The public exposure and feedback are good for journalism. Journalists should welcome this. They are free to report the results of a Council decision, but say they disagree with it and stand by their story. That’s fine. Let me tell you a story: When I was a young newspaper reporter, right out of school, I once wrote an obituary in which I got the name of the deceased and the name of the funeral home reversed. I wrote that the service for Lamar Smith would be at the Bill Campbell Funeral Home, when it was the Bill Campbell service at the Lamar Smith Funeral Home. When this ran in the paper, the family was horrified, and so was the funeral director. I went to my editor and said we’ve got to run a correction on this. He said we don’t run corrections. He said if we ran corrections, then people would think that other things in the paper were not accurate!
Well, that was the old days. Most papers do run corrections now. But the same attitude still persists among many journalists. They don’t like to admit mistakes.
The media may not like News Councils, but they should be more willing to admit mistakes, make corrections and explain themselves. That’s where a News Council like yours can help. I strongly support what you’re doing.

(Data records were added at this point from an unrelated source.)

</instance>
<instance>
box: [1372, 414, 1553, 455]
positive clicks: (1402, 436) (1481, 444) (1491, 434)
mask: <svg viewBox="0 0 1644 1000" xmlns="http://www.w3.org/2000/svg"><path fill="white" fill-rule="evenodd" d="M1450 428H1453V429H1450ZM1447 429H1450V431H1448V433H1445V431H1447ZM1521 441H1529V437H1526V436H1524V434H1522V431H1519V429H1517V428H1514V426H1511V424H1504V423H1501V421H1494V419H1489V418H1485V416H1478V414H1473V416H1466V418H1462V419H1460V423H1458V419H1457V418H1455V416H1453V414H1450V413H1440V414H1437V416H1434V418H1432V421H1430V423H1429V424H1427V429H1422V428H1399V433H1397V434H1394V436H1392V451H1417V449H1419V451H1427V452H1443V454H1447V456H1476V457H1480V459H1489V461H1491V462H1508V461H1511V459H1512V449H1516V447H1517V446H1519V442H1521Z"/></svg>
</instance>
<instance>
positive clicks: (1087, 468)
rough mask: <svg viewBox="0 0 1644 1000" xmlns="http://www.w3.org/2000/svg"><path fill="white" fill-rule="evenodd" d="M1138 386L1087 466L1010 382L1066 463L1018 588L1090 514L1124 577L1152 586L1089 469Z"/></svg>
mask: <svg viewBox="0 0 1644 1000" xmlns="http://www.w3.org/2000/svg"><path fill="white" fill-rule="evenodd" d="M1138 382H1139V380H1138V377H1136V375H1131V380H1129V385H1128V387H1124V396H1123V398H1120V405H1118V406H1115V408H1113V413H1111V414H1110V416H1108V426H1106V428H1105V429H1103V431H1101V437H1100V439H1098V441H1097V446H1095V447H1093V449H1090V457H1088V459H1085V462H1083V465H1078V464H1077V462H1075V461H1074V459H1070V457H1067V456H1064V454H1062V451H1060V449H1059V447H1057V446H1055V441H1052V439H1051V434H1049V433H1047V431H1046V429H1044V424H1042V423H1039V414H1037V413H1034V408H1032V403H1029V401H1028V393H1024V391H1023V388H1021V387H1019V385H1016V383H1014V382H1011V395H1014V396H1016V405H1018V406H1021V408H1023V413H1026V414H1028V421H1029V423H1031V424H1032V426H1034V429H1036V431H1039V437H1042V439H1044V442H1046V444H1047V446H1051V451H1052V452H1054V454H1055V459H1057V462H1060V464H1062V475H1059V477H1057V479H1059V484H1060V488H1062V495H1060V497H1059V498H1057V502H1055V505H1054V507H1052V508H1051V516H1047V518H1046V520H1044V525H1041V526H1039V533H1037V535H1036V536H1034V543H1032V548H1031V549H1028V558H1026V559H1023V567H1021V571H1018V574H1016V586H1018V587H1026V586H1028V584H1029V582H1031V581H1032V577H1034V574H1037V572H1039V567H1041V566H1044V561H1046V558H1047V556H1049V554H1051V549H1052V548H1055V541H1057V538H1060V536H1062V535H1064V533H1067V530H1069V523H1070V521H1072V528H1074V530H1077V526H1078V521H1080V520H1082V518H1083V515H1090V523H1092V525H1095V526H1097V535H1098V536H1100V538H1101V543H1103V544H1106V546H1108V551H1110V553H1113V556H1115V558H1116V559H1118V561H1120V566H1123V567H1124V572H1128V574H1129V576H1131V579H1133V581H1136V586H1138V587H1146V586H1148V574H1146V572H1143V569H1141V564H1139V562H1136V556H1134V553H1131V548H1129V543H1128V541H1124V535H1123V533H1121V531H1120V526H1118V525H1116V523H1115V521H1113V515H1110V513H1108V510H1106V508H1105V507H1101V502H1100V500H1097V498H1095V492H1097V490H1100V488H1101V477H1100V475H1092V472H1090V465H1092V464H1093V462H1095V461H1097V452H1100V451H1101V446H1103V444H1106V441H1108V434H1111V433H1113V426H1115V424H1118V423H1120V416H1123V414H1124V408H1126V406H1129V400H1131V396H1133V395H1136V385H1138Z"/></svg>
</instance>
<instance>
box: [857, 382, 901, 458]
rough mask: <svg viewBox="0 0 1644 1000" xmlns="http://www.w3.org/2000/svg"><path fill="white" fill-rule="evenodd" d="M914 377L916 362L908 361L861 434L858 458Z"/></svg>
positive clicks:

TESTIMONIAL FROM BERNIE FRIEDMAN, NOV. 26, 2000
I am very grateful to the Washington News Council. In the fall of 1999, I was a candidate for Olympia City Council. During the campaign, The Olympian published an editorial about me that was factually inaccurate and woefully misleading concerning an incident involving me that had happened two months prior to the editorial at an Olympia City Council meeting. That incident was so insignificant the reporter for The Olympian, who was at the meeting, and her editor, did not see fit to print a news story about it. Yet the subsequent editorial purported to describe the incident, described it inaccurately, and concluded from it I lacked the ‘civic deportment’ to qualify me for office. As the election transpired, a swing of 700 votes would have won it for me. It seems likely the unfair editorial could have accounted for that many votes.
I learned about the Washington News Council shortly after the election by watching on TVW a dinner event the News Council held honoring one of my friends, Mike Layton. I contacted the News Council and initiated a complaint against The Olympian based mostly on the paper’s violation of its own ethical rules set forth by its parent, Gannett Newspaper Division. The members of the News Council courteously traveled to Olympia for a hearing on my complaint in February, 2000, and I prevailed by a 9-6 vote. That outcome quite literally enabled me to gain back the dignity and respect I had lost in the community as a result of the unfair editorial. Nothing other than such a judgment by a peer institution like the Washington News Council could have achieved that result.
I consider the Washington News Council to be among the most valuable organizations in our state. The various news media are the only occupation that conducts business in our state entirely free of government regulation and oversight. There are no licensing regulations establishing even the most minimal requirements for someone to be a reporter. There are absolutely no sanctions for incompetent, unfair, malicious, reprehensible, corrupt, or self-serving editorials and news reporting. The American people have granted the news media these privileges and exceptions by the First Amendment.
Thus, if not for the Washington News Council, there would be no one to call into account bad news reporting. In a country that prizes due process and fundamental fairness above all other values, the Washington News Council serves a most valuable public function. Those who volunteer their time to the News Council, and those who provide financial support to it, are deserving of the highest honors.